Lets define a textfield which represent an initial text, a blinking cursor, allows to enter new character on the cursor position and change the cursor position, or change the text programmatically altogether. To keep the system simple we are going to use the console again, only allow one key at a time. We consider a few keys special for deleting (backspace) and moving left and right. To allow programmatic text changes we bind the num keys to fire setText-events at the length represented by the corresponding number (e.g. 5=”XXXXX”).

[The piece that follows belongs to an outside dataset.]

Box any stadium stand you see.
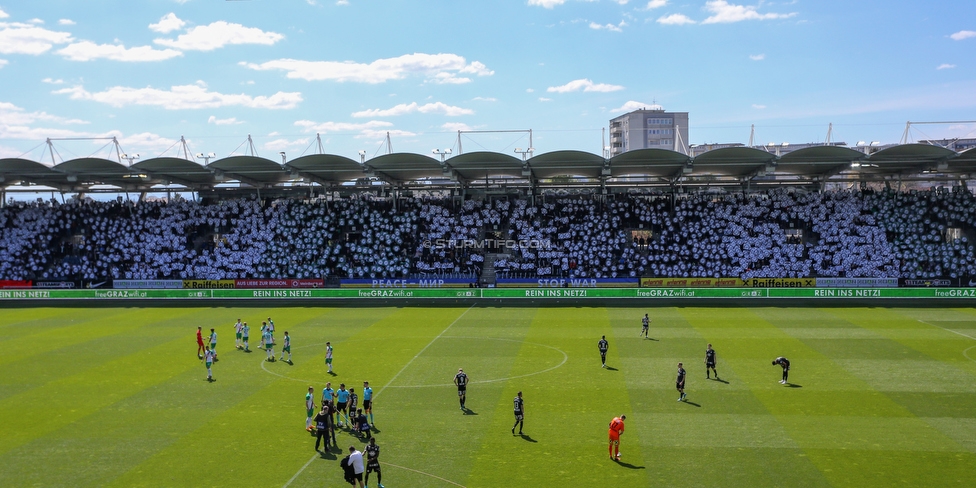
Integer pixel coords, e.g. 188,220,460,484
0,189,976,280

-- 3. GUI elements generate events only in response to user input, never in response to program output.
textfield :: String -> SF Identity (KeyPressed, Event String) Textfield
textfield textInit = proc (keyPress, setText) -> do
  let
    backE  = filterE (== keyBack ) keyPress
    leftE  = filterE (== keyLeft ) keyPress
    rightE = filterE (== keyRight) keyPress
    charE  = if isNoEvent $ mergeEvents [backE, leftE, rightE] then keyPress else NoEvent

  rec
    let handleBack = backE `tag` (if cursorPosOld > 0 then removeAt textOld cursorPosOld else textOld)
        handleChar = charE <&> insertAt textOld cursorPosOld
        limitPos p = min (length textNew) . max 0 $ p
    textNew      <- hold textInit -< mergeEvents [setText, handleBack, handleChar]
    cursorPosNew <- hold posInit  -< mergeEvents
      [ setText `tag`  cursorPosOld
      , backE   `tag` (cursorPosOld - 1)
      , leftE   `tag` (cursorPosOld - 1)
      , rightE  `tag` (cursorPosOld + 1)
      , charE   `tag` (cursorPosOld + 1)
      ] <&> limitPos
    textOld      <- iPre textInit -< textNew
    cursorPosOld <- iPre posInit  -< cursorPosNew

  cursorFrame <- animate cursorFrames 5.0 -< ()
  returnA -< (textNew, cursorPosNew, cursorFrame)

textfield1.hs

Warning

There is a bug in Dunai which makes rec and iPre definitions run into an infinite loop (see MSF arrows aren’t associative in terms of evaluation). That’s why the Dunai package is defined in cabal.project.